# Mackerels

Fivethirtyeight's Riddler asks "[what is the longest word that has no letters in common with the name of *exactly one* U.S. state](https://fivethirtyeight.com/features/somethings-fishy-in-the-state-of-the-riddler/)? Examples given are the word "mackerel" (which has a letter in common with every state except Ohio), "goldfish" (Kentucky) "jellyfish" (Montana), and "monkfish" (Delaware). Given a word list, we can find each state's "mackerels" using set intersections. In particular, for any given word, we will find the state names with no letters in common with that word; if there is exactly one state, that word is a mackerel for that state.

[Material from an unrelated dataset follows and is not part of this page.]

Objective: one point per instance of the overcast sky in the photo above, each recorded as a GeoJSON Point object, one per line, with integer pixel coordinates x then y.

I will use Julia to work this problem, in an attempt to learn more of the language. We start by getting the provided word list:

In [1]:
using HTTP, Gumbo

In [2]:
res = HTTP.get("https://norvig.com/ngrams/word.list")
html = parsehtml(String(res.body));

In [3]:
wordlist = split(html.root[2][1].text)

263533-element Array{SubString{String},1}:
 "aa"          
 "aah"         
 "aahed"       
 "aahing"      
 "aahs"        
 "aal"         
 "aalii"       
 "aaliis"      
 "aals"        
 "aardvark"    
 "aardvarks"   
 "aardwolf"    
 "aardwolves"  
 ⋮             
 "zymotechnics"
 "zymotic"     
 "zymotically" 
 "zymotics"    
 "zymurgic"    
 "zymurgies"   
 "zymurgy"     
 "zythum"      
 "zythums"     
 "zyzzyva"     
 "zyzzyvas"    
 "zzz"         

We also need a list of states (preferably in lowercase, so we don't have to deal with case-sensitivity later):

In [4]:
statelist=["alabama"; "alaska"; "arizona"; "arkansas"; "california"; "colorado"; "connecticut"; "delaware"; "florida"; "georgia"; "hawaii"; "idaho"; "illinois"; "indiana"; "iowa"; "kansas"; "kentucky"; "louisiana"; "maine"; "maryland"; "massachusetts"; "michigan"; "minnesota"; "mississippi"; "missouri"; "montana"; "nebraska"; "nevada"; "new hampshire"; "new jersey"; "new mexico"; "new york"; "north carolina"; "north dakota"; "ohio"; "oklahoma"; "oregon"; "pennsylvania"; "rhode island"; "south carolina"; "south dakota"; "tennessee"; "texas"; "utah"; "vermont"; "virginia"; "washington"; "west virginia"; "wisconsin"; "wyoming"];

## Build the list of mackerels

We start by creating an empty dictionary to hold the list of each state's mackerels. We'll also save the length of the longest mackerel; this will come in handy later.

In [5]:
mackerels = Dict(state => Dict("maxlength" => 0, "words" => []) for state in statelist)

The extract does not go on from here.